After suffering a devastating loss in 1990, Hopp decided to invest money into his former club, which was playing in the lowest tiers of the German football league system (Kreisliga) at that time. Due to his financial aid, the club became a major force in the region by the early 2000s, reaching Germany's third division (Regionalliga). In 2005, Hopp massively intensified his investments and aimed for the promotion to the Bundesliga, Germany's top division. Hopp spent large amounts of money on new players and coach Ralf Rangnick and Hoffenheim managed two consecutive promotions and eventually entered the Bundesliga in 2008, which it has played in since then.

Hopp also spent €100 million to build a new 30,000-seat stadium, the Rhein-Neckar-Arena near Sinsheim, for the club.

Altogether, it is estimated that Hopp has invested more than €350 million into the club.

Hopp and his influence on the club has been criticised. The club has been labeled as a plastic club, as its success is largely based on Hopp's financial aid.
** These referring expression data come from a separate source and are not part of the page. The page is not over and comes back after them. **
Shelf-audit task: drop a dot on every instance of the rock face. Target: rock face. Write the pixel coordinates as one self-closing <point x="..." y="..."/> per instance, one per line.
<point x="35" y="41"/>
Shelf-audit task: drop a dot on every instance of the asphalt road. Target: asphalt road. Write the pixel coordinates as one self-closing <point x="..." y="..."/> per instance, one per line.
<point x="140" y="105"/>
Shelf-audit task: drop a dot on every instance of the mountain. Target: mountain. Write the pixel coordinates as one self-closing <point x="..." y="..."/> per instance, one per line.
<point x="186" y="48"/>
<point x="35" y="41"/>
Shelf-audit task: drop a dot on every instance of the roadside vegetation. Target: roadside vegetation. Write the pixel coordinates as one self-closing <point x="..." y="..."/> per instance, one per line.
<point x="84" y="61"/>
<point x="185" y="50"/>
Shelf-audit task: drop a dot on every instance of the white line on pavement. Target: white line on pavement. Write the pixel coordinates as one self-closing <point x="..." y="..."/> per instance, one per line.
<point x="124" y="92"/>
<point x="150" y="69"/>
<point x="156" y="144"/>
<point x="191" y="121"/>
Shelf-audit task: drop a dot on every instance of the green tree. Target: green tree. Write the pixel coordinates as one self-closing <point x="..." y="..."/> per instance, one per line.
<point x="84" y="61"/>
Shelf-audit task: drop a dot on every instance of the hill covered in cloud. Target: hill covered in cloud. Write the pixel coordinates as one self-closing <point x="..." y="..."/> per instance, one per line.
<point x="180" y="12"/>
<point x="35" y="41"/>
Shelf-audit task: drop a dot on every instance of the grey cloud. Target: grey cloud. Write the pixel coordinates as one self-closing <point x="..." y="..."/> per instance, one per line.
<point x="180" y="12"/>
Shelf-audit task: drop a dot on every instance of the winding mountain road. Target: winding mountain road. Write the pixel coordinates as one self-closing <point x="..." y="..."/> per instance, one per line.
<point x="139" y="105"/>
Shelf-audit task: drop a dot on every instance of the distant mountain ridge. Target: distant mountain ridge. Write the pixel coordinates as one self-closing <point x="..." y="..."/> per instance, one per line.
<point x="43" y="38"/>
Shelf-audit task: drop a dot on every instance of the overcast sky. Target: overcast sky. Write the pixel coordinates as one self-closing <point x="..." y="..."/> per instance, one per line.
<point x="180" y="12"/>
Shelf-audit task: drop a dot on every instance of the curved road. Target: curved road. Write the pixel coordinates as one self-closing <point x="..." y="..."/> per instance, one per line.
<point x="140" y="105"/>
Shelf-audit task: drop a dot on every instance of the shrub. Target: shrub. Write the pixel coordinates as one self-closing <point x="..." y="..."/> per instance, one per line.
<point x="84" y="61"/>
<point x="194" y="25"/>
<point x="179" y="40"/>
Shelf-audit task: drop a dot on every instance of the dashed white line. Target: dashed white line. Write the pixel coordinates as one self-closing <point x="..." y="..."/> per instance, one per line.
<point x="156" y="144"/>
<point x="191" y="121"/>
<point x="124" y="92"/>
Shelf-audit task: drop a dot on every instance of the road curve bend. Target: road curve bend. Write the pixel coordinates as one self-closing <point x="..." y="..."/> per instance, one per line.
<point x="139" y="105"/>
Hopp has been verbally attacked by other fans multiple times, leading to several arrests and fines.

==Personal life==
Hopp is married to Anneliese Zeuner, they have two sons, and live in Walldorf, Germany. His son Daniel Hopp (born Oct 1980) is the managing director of the event venue SAP Arena in Mannheim, the ice hockey team Adler Mannheim, the golf club St. Leon Rot as well as the Dietmar-Hopp-Foundation. His son Oliver Hopp (born Apr 1972) heads the golf resort Domaine de Terre Blanche in southern France.